[Mlir-commits] [mlir] [mlir][nvgpu] update commit group and wait async ops (PR #130482)

Sun Mar 30 04:26:08 PDT 2025

linuxlonelyeagle wrote:

> > As n gets larger, the parameters to be iterated in the loop increase linearly.But it's not really necessary to introduce the result of the commit_group in the loop.This made it more difficult for me to codegen gpu code.
> 
> So, you're saying that generating iter_args for the token is difficult. However, I don't find it challenging to generate iter_args. When it's lowered, there's no downside because it results in the same PTX, whether using the current approach or the proposed one.
> 
> I think it’s better to focus on whether the current approach actually blocks you.

This method wouldn't really stop me, but it certainly adds to the complexity of the problem. Realize that there are other parameters in the loop that need to be iterated over.
The two parameters that are required in the loop.`smem_read` Indicates where the current iteration prefetches data to share memory.`smem_write`,Indicates the location of the share memory to be read into the register.

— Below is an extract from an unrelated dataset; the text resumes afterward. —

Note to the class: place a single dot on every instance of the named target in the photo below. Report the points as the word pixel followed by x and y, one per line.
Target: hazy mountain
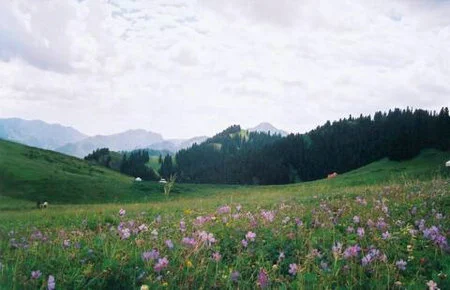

Three possible parameters.
A, B, and C registers of the matrix.If the size of the k dimension of the warp tile to be computed is equal to the k size of the tensor core.Indicates that we do not need to prefetch registers.These three parameters will not exist.

Now we are discussing the parameters of wait group.The issue is now honestly complicated enough.
This algorithm is similar to https://github.com/NVIDIA/cutlass/blob/06e560d98a5fe8acb975db2c4c26817b6c90acb1/examples/cute/tutorial/sgemm_sm80.cu

**A very key point is that I'm not the only one who benefits from this PR.** Though I've been waiting for this PR to merge.You didn't answer my second question.It come from https://mlir.llvm.org/docs/Dialects/NVGPU/#nvgpudevice_async_create_group-nvgpudeviceasynccreategroupop ,It's wrong, isn't it?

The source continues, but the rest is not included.